Setelah berhasil menggagalkan ambisi Xiao Xun untuk merebut takhta, Chu Zhao kini menghadapi tantangan yang jauh lebih besar: mempertahankan kekuasaan sekaligus melindungi Kaisar muda dari ancaman politik yang terus berdatangan.
Episode terbaru ini memperlihatkan bagaimana Chu Zhao mulai bertransformasi dari seorang korban menjadi pemain utama dalam perebutan kekuasaan di istana.
Pemberontakan Anping Berakhir, Ancaman Belum Usai
Kematian Kaisar resmi mengakhiri Pemberontakan Anping yang sebelumnya mengguncang kerajaan.
Meski berhasil mengubah jalannya sejarah dan menyelamatkan Xiao Yu, Chu Zhao sadar bahwa kemenangannya belumlah sempurna.
Xiao Xun memang gagal menjadi Kaisar, tetapi pria itu masih memiliki pengaruh besar dan jaringan pendukung yang kuat di dalam pemerintahan.
Di tengah situasi yang belum stabil, Deng Yi yang baru saja diangkat sebagai Guru Besar Kekaisaran datang memberikan ucapan selamat kepada Chu Zhao.
Namun percakapan keduanya memperlihatkan bahwa hubungan mereka lebih didasarkan pada kepentingan politik dibanding rasa saling percaya.
Ketika posisi Komandan Pengawal Kekaisaran kosong setelah pemilik sebelumnya dihukum mati karena pengkhianatan, Chu Zhao membuat keputusan penting dengan menyerahkan simbol komando kepada Fu Jiu.
Langkah tersebut sekaligus menunjukkan bahwa Fu Jiu kini menjadi salah satu orang yang paling dipercaya oleh sang Putri Agung.
Chu Cen Khawatir Putrinya Terjebak Permainan Politik Istana
Jauh di wilayah perbatasan, Jenderal Chu Cen menerima laporan mendesak dari ibu kota.
Ia terkejut mengetahui bahwa Kaisar telah wafat dan putrinya kini menyandang gelar Putri Agung Negara.
Meski lega karena Chu Zhao berhasil selamat dari kekacauan politik, Chu Cen justru semakin mengkhawatirkan keselamatannya.

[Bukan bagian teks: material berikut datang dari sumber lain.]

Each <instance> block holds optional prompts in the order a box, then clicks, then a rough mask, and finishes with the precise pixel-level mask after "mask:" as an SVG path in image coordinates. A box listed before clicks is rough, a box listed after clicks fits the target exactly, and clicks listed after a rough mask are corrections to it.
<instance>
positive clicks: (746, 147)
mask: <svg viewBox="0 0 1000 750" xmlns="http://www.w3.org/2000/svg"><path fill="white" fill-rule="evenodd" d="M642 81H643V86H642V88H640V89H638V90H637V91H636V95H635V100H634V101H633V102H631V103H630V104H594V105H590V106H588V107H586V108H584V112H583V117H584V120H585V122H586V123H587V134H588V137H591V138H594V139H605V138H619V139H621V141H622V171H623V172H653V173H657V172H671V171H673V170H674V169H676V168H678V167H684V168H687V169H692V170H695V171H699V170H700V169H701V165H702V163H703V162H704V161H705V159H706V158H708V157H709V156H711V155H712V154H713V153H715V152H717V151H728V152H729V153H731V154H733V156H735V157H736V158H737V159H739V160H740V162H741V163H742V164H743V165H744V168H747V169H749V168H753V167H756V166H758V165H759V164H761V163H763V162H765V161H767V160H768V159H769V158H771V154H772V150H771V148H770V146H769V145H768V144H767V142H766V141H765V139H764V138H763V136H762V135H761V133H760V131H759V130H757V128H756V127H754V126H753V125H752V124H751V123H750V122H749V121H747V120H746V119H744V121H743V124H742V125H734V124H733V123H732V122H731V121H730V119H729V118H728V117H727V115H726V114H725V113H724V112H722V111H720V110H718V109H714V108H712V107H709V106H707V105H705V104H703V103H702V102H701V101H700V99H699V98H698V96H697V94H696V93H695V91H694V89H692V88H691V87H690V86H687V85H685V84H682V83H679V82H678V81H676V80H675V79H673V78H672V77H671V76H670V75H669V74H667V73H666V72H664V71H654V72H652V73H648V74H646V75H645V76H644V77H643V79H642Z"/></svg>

Baginya, peperangan di garis depan jauh lebih mudah dipahami dibanding intrik politik yang penuh pengkhianatan di istana.
Namun sebelum sempat bertindak, serangan musuh di wilayah perbatasan memaksanya kembali memimpin pasukan ke medan tempur.
Xiao Yu Resmi Menjadi Kaisar
Hari penobatan Xiao Yu akhirnya tiba.
Sebagai seorang anak kecil yang baru kehilangan keluarganya, Xiao Yu tampak ketakutan menghadapi situasi yang terjadi di sekelilingnya.
Ia bahkan menolak menaiki kereta kekaisaran jika Chu Zhao tidak ikut mendampinginya.
Keputusan tersebut memicu kritik dari sejumlah pejabat yang menganggap seorang perempuan tidak seharusnya terlibat dalam urusan pemerintahan.
Namun dukungan datang dari Xie Yanlai.
Ia mengingatkan para pejabat bahwa dalam sejarah kerajaan pernah ada perempuan yang memegang kendali pemerintahan dan tetap mampu menjaga stabilitas negara.
Akhirnya Chu Zhao berjalan bersama Xiao Yu menuju upacara penobatan, memperlihatkan kepada seluruh istana bahwa dirinya kini memiliki posisi yang sangat penting dalam pemerintahan baru.
Xie Yanfang Menjadi Sekutu Potensial
Usai penobatan, Chu Zhao bertemu dengan Xie Yanfang, tokoh berpengaruh dari Klan Xie yang selama ini dikenal cerdas dan sulit ditebak.
Xie Yanfang menyampaikan terima kasih karena Chu Zhao telah menyelamatkan Xiao Yu dan menjaga keberlangsungan garis keturunan kekaisaran.